Earlier this month, I had the privilege of hosting our first digital roundtable, bringing together transformation and operational leads from a range of global Investment Banks in Europe. The roundtable provided a forum to share experiences on front office digital transformation and the impact COVID-19 is having on those programmes. Whilst we covered numerous topics, several key themes came through.
Banker adoption remains a challenge
The business case for transforming the front office focused on banker productivity and profitable growth is clear. Translating this case into tangible, banker benefit remains a challenge as time and effort tends to focus on technology delivery and not on change required to enable adoption. Several approaches to address this were discussed:
- Balancing banker requirements with those of the CAO function. Historically, CRM has been built to enable operations to capture relevant data and run reports, rather than enable bankers, a key driver of poor adoption. Being clear on who the customer of the digital transformation is, along with understanding the change impact and ways of working is essential.
- Aligning global strategic KPIs set out by the leadership with banker scorecards and dashboards in CRM drives transparency on where leadership is focused. Real-time dashboards have incentivised the entry of relevant information by bankers, and re-enforced value that leadership associates to certain activities.
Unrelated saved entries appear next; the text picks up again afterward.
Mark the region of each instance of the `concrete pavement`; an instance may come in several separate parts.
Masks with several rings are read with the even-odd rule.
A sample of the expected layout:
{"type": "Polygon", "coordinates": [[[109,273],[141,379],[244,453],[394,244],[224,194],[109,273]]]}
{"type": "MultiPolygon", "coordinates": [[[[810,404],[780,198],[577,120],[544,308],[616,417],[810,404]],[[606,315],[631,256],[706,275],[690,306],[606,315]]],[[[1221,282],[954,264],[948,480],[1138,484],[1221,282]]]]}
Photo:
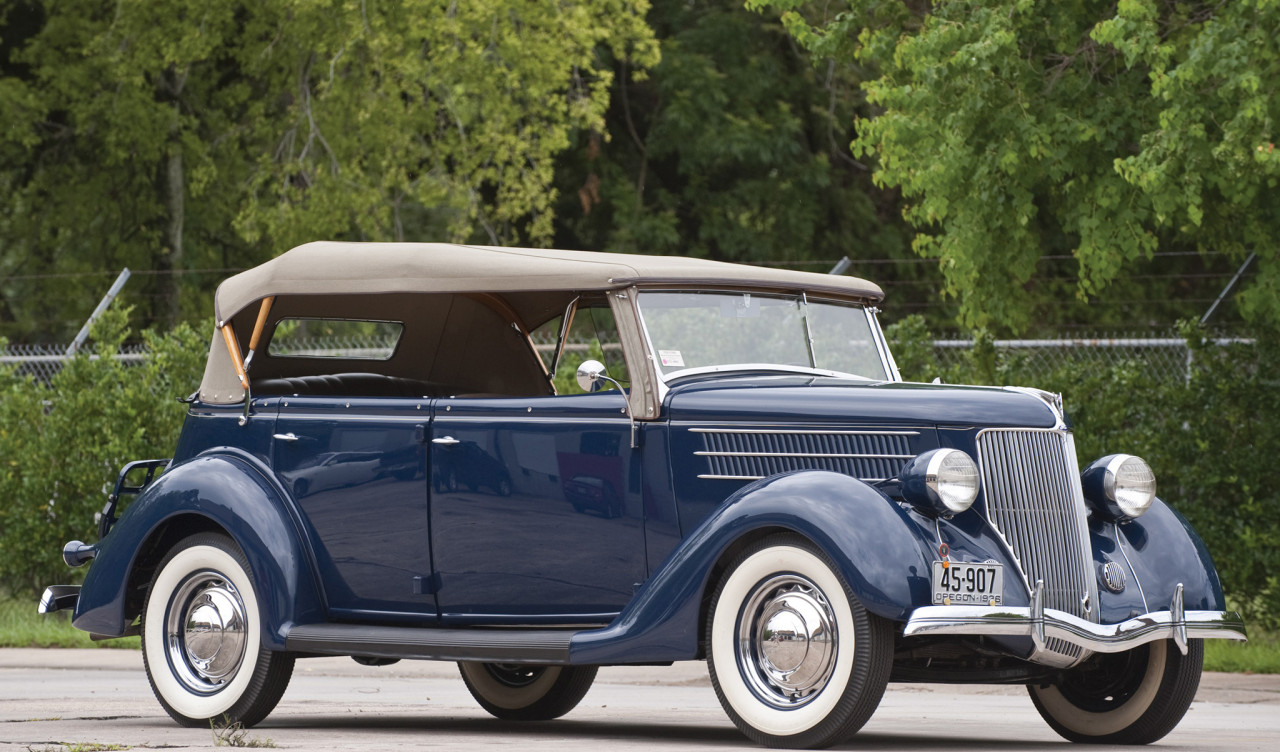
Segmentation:
{"type": "MultiPolygon", "coordinates": [[[[1280,747],[1280,676],[1205,674],[1167,749],[1280,747]]],[[[299,661],[276,711],[246,739],[321,750],[474,749],[610,752],[754,748],[721,710],[699,662],[601,669],[576,710],[507,723],[476,705],[449,663],[371,668],[299,661]]],[[[174,724],[136,650],[0,649],[0,751],[74,744],[208,748],[210,731],[174,724]]],[[[1063,749],[1021,687],[892,684],[849,748],[1063,749]]],[[[1096,749],[1096,748],[1095,748],[1096,749]]]]}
- Involving bankers in the design and requirements gathering throughout the programme – prioritising functionality that matters early including Outlook integration and who knows whom.
- Bringing together actual ways of working and how CRM is designed for pipeline management. Being able to capture initial, long term identified opportunities, not used for pipeline commitments is incredibly useful to coverage and M&A bankers, having the ability to capture quick transactions is much more useful in DCM. The CRM tool needs to be designed to meet both requirements, with the right pipeline functionality for the right banker.
The carrot and stick of data quality
Trust in the data both at client structure and revenue level remains a pain point, especially as data quality is not considered a bankers’ problem. To address this we heard examples of:
- Looking at data quality AI tools to automate client data quality checks, together with standardising hierarchy structures across IBDs and Global Markets. This is underpinned by defining how client structures are defined and visualised – essential both for regulatory requirement and to ensure that relevant data is surfaced to drive a better banker experience.
- Driving data accountability with bankers including the need for contact entry and sharing, along with leading by example by senior leadership. Adopting a culture where the Salesforce pipeline is part of the Monday meetings at regional level, where “if the deal isn’t in Salesforce, it won’t be discussed” has been effective
True client lifecycle management
Investment Banking still suffers from siloed legacy applications impacting the ability to on-board and service clients efficiently and digitally.
- Enabling the client journey from on-boarding to servicing, reducing manual intervention where possible remains a focus area. At a foundational level, connecting CRM to on-boarding technology – looking at standardising regional ways of working and client structures
- Moving towards a digital, end-to-end client experience– with discussions focusing on maturity of client self-service portals and cloud content management providers to capture and store relevant data securely.
Due to the likely prolonged need to work remotely – COVID-19 has heightened the importance of providing bankers across all grades the right tools to be productive and connected globally. While each Investment Bank is facing its own challenges on balancing necessary short-term fixes, with longer-term transformation the focus needs to be on the employee and client experience.